Two new, at primary sequence and protein structure levels different, manganese peroxidase encoding genes from the white rot basidiomycete Phlebia radiata are described. Both genes are expressed in liquid cultures of P. radiata containing milled alder wood or glucose as carbon source, and high Mn(2+) concentration. The gene Pr-mnp2 contains 7 introns and codes for a 390 amino-acid polypeptide, whereas Pr-mnp3 presents 11 introns and codes for a 362 amino-acid protein. The 3-D molecular models confirm this diversity; the predicted Pr-MnP2 with a long C-terminal extension has the highest structural similarity with the crystal structure of Phanerochaete chrysosporium MnP1, whereas the shorter Pr-MnP3 protein is structurally more related to lignin peroxidases (P. chrysosporium LiPH8/H2). In Pr-MnP3, however, an alanine replaces the exposed tryptophan present in LiP and versatile peroxidases, and both Pr-MnPs include the conserved Mn(2+)-binding amino-acid ligands. This is the first occasion when two enzymes of similar function and origin fall into phylogenetically distinct subfamilies within the expanding dendrogram of the class II fungal secretory heme peroxidases.

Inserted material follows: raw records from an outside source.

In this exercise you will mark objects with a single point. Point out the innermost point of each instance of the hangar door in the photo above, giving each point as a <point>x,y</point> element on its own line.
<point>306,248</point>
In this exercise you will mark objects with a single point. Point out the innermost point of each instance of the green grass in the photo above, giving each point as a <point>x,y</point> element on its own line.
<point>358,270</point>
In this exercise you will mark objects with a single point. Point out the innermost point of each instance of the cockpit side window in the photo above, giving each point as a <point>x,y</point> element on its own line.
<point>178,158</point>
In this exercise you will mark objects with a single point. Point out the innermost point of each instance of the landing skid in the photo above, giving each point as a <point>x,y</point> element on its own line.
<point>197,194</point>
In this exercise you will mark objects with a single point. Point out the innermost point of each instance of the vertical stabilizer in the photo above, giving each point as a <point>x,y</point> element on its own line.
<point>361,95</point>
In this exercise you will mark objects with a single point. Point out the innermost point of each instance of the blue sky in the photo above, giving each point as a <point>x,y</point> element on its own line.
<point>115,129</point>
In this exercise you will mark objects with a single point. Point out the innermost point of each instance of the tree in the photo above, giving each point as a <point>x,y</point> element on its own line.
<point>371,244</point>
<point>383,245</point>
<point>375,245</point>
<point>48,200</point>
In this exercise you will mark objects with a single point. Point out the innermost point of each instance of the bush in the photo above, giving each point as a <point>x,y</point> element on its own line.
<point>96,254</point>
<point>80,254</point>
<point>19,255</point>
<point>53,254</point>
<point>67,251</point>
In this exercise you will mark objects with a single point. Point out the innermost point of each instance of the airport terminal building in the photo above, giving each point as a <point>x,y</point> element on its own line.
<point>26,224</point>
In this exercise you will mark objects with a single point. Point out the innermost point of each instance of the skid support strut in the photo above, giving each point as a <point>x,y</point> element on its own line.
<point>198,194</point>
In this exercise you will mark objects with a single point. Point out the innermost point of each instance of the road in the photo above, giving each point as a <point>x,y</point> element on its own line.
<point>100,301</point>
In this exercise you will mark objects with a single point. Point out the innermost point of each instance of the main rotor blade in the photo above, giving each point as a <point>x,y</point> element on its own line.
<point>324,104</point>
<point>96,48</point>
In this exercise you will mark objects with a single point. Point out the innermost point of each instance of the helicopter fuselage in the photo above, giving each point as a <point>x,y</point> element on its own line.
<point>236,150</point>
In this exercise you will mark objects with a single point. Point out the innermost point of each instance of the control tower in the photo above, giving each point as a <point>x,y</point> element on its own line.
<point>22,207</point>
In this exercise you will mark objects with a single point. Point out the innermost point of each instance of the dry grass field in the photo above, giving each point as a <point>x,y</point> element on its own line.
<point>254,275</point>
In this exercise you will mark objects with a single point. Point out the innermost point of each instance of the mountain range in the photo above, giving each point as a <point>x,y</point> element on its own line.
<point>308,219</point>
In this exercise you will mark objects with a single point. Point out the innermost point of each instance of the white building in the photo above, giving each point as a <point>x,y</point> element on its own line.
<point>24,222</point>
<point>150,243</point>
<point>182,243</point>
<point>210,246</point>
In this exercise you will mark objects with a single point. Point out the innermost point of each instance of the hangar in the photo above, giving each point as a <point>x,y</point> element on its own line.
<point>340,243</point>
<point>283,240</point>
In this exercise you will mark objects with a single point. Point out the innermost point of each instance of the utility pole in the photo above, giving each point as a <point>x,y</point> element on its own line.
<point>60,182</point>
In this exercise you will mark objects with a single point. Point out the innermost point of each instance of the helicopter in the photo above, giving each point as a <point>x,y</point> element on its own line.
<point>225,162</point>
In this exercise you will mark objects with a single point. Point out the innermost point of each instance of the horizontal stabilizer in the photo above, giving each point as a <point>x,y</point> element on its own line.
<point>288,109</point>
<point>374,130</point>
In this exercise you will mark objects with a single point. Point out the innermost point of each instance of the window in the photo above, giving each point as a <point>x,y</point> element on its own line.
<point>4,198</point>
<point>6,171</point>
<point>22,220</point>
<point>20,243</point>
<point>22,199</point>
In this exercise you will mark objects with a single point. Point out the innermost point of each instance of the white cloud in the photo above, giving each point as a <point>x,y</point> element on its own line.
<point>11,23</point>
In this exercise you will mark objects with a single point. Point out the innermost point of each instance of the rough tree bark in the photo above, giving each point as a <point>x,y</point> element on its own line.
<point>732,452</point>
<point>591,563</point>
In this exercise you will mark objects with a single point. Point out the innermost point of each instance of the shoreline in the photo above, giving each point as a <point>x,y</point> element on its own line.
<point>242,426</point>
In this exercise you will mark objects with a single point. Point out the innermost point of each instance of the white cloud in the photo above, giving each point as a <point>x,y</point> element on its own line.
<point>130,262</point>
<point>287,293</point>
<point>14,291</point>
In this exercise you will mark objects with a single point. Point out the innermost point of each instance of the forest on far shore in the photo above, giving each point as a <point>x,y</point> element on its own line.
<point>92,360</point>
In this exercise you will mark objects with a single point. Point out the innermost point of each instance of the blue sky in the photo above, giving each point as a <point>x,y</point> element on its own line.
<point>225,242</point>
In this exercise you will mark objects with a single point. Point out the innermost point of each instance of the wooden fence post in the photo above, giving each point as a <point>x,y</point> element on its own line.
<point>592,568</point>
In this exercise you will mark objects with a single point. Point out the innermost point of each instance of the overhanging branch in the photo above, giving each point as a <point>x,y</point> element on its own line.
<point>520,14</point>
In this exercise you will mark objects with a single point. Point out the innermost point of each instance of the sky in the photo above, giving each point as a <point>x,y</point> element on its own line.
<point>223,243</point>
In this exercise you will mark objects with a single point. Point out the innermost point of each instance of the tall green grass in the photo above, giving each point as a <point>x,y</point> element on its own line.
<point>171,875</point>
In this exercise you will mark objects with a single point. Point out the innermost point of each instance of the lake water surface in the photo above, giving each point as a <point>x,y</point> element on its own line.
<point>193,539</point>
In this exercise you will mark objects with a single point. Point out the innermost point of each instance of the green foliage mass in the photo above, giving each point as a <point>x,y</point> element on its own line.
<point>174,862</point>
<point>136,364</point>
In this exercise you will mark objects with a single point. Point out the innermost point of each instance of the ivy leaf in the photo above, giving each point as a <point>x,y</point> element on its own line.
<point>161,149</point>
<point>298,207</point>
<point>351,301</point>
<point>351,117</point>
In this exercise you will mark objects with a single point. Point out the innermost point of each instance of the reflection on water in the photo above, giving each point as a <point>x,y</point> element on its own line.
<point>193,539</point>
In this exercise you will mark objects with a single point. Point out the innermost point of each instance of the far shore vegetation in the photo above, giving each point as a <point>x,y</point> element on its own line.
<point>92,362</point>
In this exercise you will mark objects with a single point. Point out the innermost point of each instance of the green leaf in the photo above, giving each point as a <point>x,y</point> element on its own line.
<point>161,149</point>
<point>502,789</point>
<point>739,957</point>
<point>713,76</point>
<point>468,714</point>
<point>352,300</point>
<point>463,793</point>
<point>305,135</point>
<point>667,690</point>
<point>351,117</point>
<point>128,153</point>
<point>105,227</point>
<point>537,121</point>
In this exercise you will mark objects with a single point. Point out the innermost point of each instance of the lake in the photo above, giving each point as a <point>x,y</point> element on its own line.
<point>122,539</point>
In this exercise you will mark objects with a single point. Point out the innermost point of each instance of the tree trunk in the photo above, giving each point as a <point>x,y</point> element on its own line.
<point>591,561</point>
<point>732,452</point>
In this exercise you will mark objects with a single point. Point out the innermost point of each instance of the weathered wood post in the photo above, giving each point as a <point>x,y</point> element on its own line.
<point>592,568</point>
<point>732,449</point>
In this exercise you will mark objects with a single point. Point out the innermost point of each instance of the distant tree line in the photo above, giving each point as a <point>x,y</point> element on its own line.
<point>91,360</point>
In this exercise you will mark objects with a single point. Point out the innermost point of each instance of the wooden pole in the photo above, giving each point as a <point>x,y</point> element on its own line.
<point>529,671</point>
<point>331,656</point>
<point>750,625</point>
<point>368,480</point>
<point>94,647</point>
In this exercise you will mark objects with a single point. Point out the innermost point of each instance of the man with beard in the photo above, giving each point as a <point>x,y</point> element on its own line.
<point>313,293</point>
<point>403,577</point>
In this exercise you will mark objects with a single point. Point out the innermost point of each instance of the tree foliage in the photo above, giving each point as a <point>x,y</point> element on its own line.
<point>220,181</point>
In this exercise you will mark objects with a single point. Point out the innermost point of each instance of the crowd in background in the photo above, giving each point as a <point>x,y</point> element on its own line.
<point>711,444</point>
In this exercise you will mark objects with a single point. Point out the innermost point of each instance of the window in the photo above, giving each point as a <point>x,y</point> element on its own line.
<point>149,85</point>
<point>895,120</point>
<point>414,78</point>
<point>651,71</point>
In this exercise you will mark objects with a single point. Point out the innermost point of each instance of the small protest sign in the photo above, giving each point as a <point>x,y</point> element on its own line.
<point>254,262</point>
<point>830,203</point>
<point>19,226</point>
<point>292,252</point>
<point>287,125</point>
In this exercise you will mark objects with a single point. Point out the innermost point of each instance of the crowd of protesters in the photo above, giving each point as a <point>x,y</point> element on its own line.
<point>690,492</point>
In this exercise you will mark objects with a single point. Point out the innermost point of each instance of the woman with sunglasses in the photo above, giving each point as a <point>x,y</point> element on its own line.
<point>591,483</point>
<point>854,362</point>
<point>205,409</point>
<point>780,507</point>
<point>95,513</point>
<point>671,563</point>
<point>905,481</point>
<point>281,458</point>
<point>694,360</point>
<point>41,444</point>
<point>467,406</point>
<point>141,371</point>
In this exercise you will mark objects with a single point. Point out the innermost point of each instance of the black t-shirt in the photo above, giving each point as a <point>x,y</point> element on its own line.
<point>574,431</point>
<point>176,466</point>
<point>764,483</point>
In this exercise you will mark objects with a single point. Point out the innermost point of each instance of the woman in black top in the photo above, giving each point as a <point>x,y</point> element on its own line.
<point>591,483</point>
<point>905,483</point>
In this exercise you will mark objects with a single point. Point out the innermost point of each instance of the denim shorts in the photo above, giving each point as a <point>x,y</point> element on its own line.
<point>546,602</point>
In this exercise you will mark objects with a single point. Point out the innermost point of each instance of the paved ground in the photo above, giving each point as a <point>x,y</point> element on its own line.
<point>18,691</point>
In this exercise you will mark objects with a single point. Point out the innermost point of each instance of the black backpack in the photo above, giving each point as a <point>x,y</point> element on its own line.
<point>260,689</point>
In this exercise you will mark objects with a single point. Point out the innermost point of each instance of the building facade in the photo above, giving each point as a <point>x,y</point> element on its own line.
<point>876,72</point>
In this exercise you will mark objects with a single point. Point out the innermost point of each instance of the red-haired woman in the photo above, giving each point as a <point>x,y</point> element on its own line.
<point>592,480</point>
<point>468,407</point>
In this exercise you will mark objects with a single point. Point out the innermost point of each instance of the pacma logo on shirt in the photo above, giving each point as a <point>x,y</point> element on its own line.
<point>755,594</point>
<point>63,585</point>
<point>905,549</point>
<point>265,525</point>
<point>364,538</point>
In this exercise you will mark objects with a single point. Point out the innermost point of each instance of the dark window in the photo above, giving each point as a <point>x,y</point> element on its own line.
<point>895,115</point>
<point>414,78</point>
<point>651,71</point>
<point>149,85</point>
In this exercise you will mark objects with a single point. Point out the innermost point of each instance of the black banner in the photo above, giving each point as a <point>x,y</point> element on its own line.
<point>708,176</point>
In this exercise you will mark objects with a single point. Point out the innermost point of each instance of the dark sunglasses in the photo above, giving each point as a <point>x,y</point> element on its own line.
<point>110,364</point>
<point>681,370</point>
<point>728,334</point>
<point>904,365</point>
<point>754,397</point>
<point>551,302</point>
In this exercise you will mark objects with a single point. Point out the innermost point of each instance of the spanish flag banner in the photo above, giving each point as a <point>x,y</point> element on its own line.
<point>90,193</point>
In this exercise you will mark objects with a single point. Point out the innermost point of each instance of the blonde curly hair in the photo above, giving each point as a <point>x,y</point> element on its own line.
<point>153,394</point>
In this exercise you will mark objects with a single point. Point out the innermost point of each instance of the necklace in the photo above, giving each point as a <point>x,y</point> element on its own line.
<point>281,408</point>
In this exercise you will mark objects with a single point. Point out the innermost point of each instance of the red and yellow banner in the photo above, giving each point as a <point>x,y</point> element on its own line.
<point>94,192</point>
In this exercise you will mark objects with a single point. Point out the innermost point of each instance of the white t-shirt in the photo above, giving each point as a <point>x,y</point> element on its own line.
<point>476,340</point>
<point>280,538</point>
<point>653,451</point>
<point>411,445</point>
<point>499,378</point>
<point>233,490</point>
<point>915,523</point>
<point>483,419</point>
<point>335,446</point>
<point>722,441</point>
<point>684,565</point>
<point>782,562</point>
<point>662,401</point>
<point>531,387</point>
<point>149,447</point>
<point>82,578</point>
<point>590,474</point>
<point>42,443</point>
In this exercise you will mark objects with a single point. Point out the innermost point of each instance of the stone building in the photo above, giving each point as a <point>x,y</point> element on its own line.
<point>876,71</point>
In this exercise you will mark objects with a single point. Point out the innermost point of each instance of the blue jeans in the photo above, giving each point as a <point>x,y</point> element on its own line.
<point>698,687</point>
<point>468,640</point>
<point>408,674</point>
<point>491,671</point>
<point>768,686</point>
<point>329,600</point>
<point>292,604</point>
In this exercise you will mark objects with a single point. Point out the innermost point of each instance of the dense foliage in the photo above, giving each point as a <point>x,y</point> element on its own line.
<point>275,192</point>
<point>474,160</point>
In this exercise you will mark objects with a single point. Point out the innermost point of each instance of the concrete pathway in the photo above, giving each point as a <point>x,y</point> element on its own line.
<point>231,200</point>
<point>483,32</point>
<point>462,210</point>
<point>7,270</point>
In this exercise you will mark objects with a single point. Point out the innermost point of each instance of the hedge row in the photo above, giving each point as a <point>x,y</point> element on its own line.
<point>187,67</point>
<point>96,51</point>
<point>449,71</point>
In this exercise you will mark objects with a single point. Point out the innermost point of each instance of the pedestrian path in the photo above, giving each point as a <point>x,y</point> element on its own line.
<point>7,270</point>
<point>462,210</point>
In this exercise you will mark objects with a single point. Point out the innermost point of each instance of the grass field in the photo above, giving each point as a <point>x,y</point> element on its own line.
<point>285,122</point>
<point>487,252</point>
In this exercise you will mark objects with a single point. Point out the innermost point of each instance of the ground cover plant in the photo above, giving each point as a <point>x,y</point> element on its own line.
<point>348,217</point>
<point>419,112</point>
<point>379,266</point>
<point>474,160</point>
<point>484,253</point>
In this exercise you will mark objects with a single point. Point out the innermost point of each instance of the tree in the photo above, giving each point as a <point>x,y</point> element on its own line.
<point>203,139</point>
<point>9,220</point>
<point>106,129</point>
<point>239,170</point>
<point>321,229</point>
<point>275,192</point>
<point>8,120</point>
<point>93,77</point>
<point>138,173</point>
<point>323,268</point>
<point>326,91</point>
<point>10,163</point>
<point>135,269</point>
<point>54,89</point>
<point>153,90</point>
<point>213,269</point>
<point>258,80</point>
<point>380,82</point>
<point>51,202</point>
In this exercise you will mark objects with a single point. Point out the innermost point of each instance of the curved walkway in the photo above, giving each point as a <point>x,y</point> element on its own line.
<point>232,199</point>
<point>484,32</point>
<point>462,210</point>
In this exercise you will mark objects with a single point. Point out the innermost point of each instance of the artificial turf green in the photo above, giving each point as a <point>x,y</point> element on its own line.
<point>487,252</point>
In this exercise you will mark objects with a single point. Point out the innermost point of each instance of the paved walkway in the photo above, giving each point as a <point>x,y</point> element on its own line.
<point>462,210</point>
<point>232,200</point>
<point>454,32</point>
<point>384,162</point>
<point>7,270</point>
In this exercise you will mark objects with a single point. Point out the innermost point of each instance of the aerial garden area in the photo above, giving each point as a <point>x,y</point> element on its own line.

Manganese peroxidase of Agaricus bisporus: grain bran-promoted production and gene characterization.

The main manganese peroxidase (MnP) isoenzyme of Agaricus bisporus ATCC 62459 produced in lignocellulose-containing cultures was isolated, cloned and sequenced. In liquid medium, where MnP was previously detected only in trace amounts, the production of MnP was enhanced by rye and wheat bran supplements. The pI (3.25) and N-terminal amino acid sequence (25 aa) of the enzyme from bran-containing cultures were identical to those reported from compost-isolated MnP1. MnP1 is a 328-aa long polypeptide preceded by a 26-aa leader peptide. The nucleotide sequence and putative amino acid sequence of MnP1 reveal its similarity to Pleurotus ostreatus MnP3 (62.5%), Lepista irina versatile peroxidase (VP) (61.8%) and Pleurotus eryngii VPs VPL2 and VPL1 (61.9% and 61.2%, respectively). The intron-exon structure resembles that of P. ostreatus MnP1 and P. eryngii VPL1. Despite the sequence similarity to VPs, in the A. bisporus MnP1 sequence, alanine (A163) is present instead of tryptophane (W164), distinguishing it from the veratryl alcohol oxidising P. eryngii VPLs. The MnP sequence can be used as a tool to examine the pattern of ligninolytic gene expression during the growth and fruiting of A. bisporus to optimise compost composition, fungal growth and mushroom production.